Roland-Garros 2026 : dotation record à 61,7 millions d’euros, le vainqueur empochera 2,8 millions

La Porte d’Auteuil met les petits plats dans les grands. Les organisateurs de Roland-Garros ont annoncé jeudi une dotation globale de 61,7 millions d’euros pour l’édition 2026, soit une progression de 9,5 % par rapport à l’an dernier.

Vainqueurs et vaincus se partageront cette enveloppe record, du premier tour des qualifications jusqu’au titre suprême.

La hiérarchie des gains est claire. Un joueur ou une joueuse éliminé dès les qualifications repartira avec 24 000 euros. Franchir la barre du tableau principal assure au minimum 87 000 euros. Le troisième tour — plafond atteint par les Français en 2025 — rapporte 187 000 euros. Une demi-finale perdue, comme celle de Loïs Boisson l’an passé, vaut 750 000 euros. Et soulever la Coupe des Mousquetaires ou le trophée Suzanne-Lenglen représente désormais 2,8 millions d’euros, contre 2,5 millions en 2025.

Dans la hiérarchie des Grands Chelems, Roland-Garros se positionne devant l’Open d’Australie (environ 2,5 millions d’euros pour le vainqueur en 2026), mais reste en retrait de Wimbledon (autour de 3,4 millions d’euros en 2025) et surtout de l’US Open (près de 4,3 millions d’euros en 2025).

Sur le plan sportif, le tournoi 2026 (tableau final du 24 mai au 7 juin) s’annonce électrique. Jannik Sinner, numéro un mondial, tentera d’effacer l’échec de sa finale 2025 perdue contre Carlos Alcaraz, double tenant du titre. Côté féminin, Aryna Sabalenka voudra prendre sa revanche sur Coco Gauff, qui l’avait dominée en finale l’an dernier.
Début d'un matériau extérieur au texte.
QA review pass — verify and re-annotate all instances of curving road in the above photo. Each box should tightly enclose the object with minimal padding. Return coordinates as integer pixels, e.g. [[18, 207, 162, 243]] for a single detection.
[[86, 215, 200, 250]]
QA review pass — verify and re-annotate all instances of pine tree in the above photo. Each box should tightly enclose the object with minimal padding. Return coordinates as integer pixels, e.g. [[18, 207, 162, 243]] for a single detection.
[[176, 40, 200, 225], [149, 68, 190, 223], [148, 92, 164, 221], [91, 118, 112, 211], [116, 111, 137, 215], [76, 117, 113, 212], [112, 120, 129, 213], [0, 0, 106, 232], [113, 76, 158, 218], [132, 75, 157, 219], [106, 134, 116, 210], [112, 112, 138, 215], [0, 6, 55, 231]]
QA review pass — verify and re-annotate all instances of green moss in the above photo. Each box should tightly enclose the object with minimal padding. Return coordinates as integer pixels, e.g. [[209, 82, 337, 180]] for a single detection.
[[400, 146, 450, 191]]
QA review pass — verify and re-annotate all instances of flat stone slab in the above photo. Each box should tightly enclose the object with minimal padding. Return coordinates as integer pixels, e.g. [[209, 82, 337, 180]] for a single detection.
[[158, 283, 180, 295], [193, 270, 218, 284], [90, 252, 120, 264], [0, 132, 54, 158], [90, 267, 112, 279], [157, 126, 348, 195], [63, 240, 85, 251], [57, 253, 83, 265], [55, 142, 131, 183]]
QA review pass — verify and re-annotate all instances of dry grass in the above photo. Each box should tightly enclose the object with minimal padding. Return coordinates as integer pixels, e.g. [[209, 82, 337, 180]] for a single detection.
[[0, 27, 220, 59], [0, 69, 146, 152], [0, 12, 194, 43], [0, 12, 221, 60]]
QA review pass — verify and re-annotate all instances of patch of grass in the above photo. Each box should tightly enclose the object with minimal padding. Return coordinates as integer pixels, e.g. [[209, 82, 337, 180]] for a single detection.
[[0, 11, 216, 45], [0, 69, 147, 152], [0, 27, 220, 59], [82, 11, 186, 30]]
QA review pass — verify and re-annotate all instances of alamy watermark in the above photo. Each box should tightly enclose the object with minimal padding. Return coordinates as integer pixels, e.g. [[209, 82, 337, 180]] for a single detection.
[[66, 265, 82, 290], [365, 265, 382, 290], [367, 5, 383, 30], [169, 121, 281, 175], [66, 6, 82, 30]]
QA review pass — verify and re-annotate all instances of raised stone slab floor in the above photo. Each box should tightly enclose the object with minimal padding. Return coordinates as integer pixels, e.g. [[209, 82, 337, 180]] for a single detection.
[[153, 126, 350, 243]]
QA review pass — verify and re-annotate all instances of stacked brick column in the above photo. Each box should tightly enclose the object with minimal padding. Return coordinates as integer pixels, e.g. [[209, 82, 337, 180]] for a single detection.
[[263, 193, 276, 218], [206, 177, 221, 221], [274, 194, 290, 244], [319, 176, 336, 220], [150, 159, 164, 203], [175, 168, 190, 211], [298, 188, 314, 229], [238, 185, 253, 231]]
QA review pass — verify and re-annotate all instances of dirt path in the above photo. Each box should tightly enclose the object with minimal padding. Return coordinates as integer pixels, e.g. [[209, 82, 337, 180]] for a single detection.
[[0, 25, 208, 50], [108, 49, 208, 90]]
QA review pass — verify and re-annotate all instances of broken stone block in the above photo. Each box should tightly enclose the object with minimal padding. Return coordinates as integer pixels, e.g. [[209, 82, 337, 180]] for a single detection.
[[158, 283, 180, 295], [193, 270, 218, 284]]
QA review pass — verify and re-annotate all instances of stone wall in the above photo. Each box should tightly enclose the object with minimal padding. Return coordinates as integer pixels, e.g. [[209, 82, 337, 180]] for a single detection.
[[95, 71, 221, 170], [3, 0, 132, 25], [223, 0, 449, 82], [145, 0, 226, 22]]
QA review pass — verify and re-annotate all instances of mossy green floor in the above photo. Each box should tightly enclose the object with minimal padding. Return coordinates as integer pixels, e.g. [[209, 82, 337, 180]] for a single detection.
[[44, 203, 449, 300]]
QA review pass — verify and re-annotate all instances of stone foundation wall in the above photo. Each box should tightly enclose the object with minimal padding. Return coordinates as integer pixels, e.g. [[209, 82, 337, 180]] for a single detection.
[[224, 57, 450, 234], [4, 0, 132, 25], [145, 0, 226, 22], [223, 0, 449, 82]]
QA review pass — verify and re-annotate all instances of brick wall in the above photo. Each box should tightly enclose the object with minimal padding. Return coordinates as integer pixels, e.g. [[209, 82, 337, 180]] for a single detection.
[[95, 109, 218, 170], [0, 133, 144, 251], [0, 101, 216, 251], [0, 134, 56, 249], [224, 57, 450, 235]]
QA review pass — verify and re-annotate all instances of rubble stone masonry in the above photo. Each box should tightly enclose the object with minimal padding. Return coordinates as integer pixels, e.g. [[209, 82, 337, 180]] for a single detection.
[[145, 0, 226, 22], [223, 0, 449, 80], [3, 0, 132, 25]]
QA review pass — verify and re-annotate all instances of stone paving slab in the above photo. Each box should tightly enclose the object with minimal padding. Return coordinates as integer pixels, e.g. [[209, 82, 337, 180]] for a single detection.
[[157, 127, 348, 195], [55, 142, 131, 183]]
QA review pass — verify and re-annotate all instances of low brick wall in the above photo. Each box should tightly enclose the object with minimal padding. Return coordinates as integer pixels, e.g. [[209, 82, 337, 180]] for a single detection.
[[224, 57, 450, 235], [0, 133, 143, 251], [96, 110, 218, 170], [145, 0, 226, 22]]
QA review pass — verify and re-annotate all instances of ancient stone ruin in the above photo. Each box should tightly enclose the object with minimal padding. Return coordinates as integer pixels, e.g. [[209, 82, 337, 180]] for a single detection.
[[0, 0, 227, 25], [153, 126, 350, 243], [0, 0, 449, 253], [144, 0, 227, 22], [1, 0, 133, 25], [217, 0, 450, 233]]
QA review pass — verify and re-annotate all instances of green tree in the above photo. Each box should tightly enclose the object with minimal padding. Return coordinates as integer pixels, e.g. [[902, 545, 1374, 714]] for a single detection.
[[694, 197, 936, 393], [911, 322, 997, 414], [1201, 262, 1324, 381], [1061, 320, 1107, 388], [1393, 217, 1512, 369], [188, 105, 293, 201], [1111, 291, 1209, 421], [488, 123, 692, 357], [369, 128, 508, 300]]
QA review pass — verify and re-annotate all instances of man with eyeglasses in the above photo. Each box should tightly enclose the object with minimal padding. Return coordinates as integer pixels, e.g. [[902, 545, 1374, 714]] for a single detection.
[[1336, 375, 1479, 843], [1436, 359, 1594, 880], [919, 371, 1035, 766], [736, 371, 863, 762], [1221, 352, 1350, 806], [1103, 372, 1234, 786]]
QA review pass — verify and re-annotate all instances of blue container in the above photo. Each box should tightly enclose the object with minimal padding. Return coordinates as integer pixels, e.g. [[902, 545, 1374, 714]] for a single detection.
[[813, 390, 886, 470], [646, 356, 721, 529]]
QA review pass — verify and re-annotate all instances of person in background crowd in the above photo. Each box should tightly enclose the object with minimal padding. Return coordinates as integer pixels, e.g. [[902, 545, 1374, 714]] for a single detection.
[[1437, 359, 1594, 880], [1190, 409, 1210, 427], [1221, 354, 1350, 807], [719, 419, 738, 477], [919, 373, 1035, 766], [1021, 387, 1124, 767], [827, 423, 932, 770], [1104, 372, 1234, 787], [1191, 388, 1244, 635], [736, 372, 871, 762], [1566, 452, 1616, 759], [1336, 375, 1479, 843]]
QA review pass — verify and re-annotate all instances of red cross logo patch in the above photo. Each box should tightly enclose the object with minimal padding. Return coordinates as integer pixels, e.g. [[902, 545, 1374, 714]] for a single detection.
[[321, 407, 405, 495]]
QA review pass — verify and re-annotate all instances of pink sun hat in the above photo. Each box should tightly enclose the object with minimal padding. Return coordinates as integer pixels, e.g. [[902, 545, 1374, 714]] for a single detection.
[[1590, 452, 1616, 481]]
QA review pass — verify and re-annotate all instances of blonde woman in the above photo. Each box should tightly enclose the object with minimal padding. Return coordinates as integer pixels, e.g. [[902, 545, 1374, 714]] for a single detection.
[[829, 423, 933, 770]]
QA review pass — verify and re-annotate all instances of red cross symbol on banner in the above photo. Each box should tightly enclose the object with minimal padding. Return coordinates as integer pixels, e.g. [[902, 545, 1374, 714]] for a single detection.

Enfin, Roland-Garros vivra une soirée particulière le 21 mai. Gaël Monfils, pour ses adieux à la Porte d’Auteuil, bénéficiera d’une soirée carte blanche sur le court Philippe-Chatrier, mêlant DJ, artistes et légendes du tennis — un dernier tour de piste à la hauteur d’une carrière hors norme.